Andy Laties: There is no such thing as “Barnes & Noble” — this is just a brand name for “Elliott Advisors” hedge fund which is a cover name for its owner Paul Singer. He is a hard-right-winger who’s close with conservative Supreme Court justice Samuel Alito. Both Paul Singer and his employee James Daunt are on a buying spree and will happily buy any of the small or medium sized chains worldwide — Shelf Awareness reported on this in 2022: Elliott's Book Chain Buying Spree: 'We've Only Just Begun' Short term this is good news for workers in those chains. Longer term, well — in the article Singer says that when it comes to the book business, he is trading his habitual Vulture Capitalism for Virtue Capitalism. And, no, I don’t believe it. I feel certain that longer term it’s not good news for freedom to read.
K.E.: It was April Fool’s Day!
P.M.: Andy Laties K.E. just pointed out that the Shelf article is an April Fool’s Day satire.
Andy Laties: P.M. what???
Andy Laties: Oh my god!!
Andy Laties: It certainly fooled me!!!
Andy Laties: K.E. I was researching this topic about 6 months ago and I was stunned to find this entirely accurate yet bald-faced article. I did not realize it was from April Fool’s Day, in 2022. I think this is fascinating -- because the article is truthful. There's no question that they're really doing exactly what the article says -- and the fake quotations are so good. When I saw that you'd pointed out it was a hoax, I thought, I wonder if AI would recognize it as a hoax?
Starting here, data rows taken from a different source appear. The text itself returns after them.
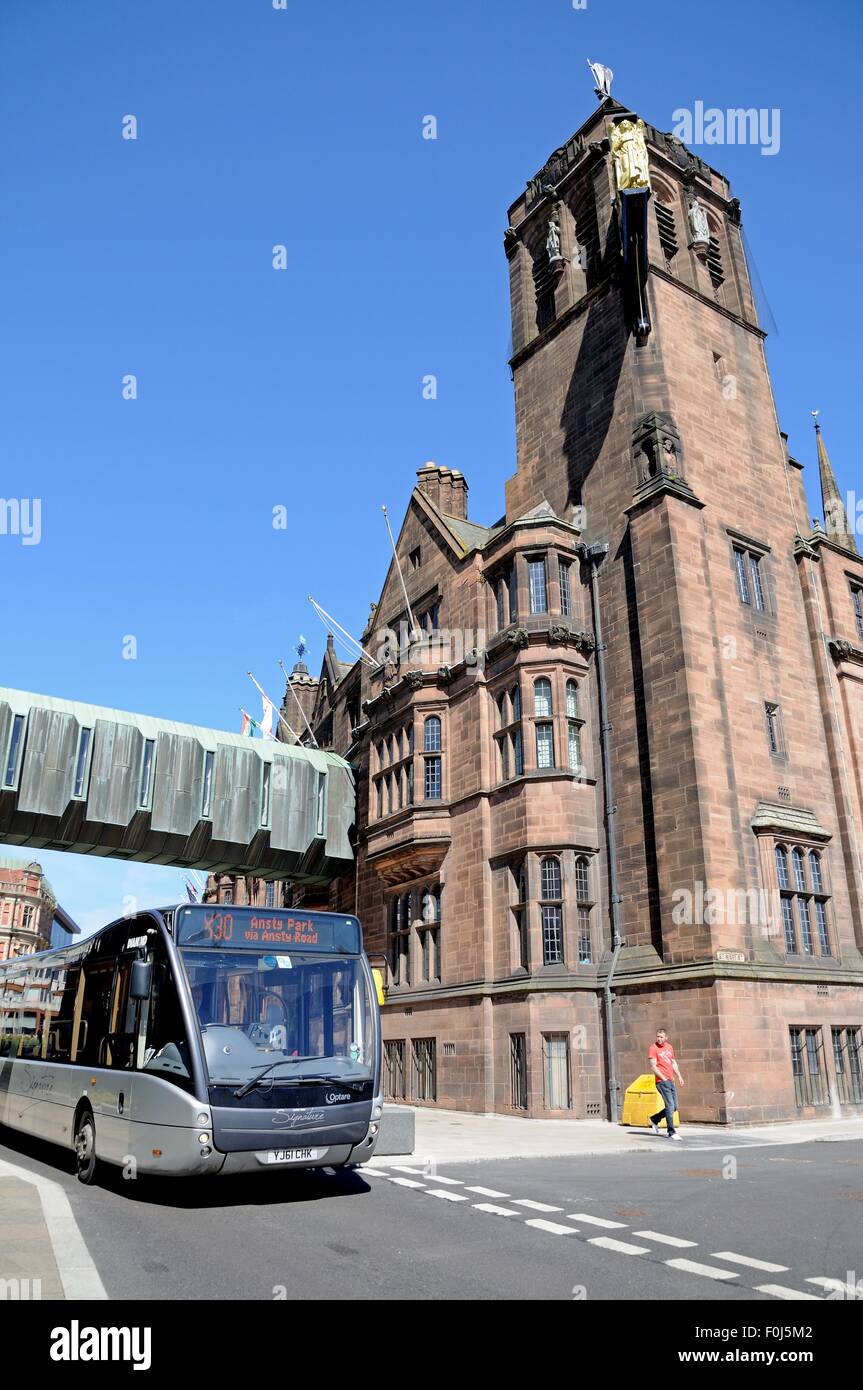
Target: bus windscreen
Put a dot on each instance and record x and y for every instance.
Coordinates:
(202, 925)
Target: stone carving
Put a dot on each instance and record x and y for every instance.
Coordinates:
(698, 224)
(630, 153)
(602, 77)
(552, 242)
(656, 448)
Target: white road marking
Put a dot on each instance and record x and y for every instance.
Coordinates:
(838, 1286)
(790, 1294)
(664, 1240)
(75, 1266)
(691, 1266)
(746, 1260)
(623, 1247)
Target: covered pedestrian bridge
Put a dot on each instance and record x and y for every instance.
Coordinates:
(103, 781)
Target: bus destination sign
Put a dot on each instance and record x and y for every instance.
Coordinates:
(206, 925)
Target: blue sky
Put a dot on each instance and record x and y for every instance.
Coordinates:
(302, 388)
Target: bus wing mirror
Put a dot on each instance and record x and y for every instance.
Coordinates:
(142, 977)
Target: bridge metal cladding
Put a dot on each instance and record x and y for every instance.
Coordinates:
(107, 783)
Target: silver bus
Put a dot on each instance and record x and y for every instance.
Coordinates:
(198, 1039)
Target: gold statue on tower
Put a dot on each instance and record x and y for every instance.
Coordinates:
(630, 154)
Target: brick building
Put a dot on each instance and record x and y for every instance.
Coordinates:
(616, 777)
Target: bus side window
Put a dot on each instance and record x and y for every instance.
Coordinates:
(167, 1050)
(60, 1036)
(93, 1027)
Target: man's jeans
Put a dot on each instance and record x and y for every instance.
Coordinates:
(669, 1093)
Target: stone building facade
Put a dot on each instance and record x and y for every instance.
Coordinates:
(557, 858)
(29, 915)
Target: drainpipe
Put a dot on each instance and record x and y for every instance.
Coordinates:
(592, 556)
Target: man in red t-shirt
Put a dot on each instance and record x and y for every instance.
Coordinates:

Andy Laties: I apologize to everyone on this string for using this satirical article as evidence in my post. I’m going to write a blogpost about what I did, next Monday for my weekly essay. Perhaps it’s an example of confirmation bias, where one takes something as true because it confirms one’s preexisting belief. I agree with K.E. that I should have noticed the date of the entire issue…. The underlying issue that’s really a topic for debate is the one that concerns all of us: does the fact that behind the benign James Daunt lurks the Svengali figure of Paul Singer make any difference? Is there a horrible long-term outcome of Paul Singer gaining larger and larger footprint? This industry is currently desperate for a counterweight to Jeff Bezos. That person is Paul Singer. Can we blind ourselves to the long-term risk here??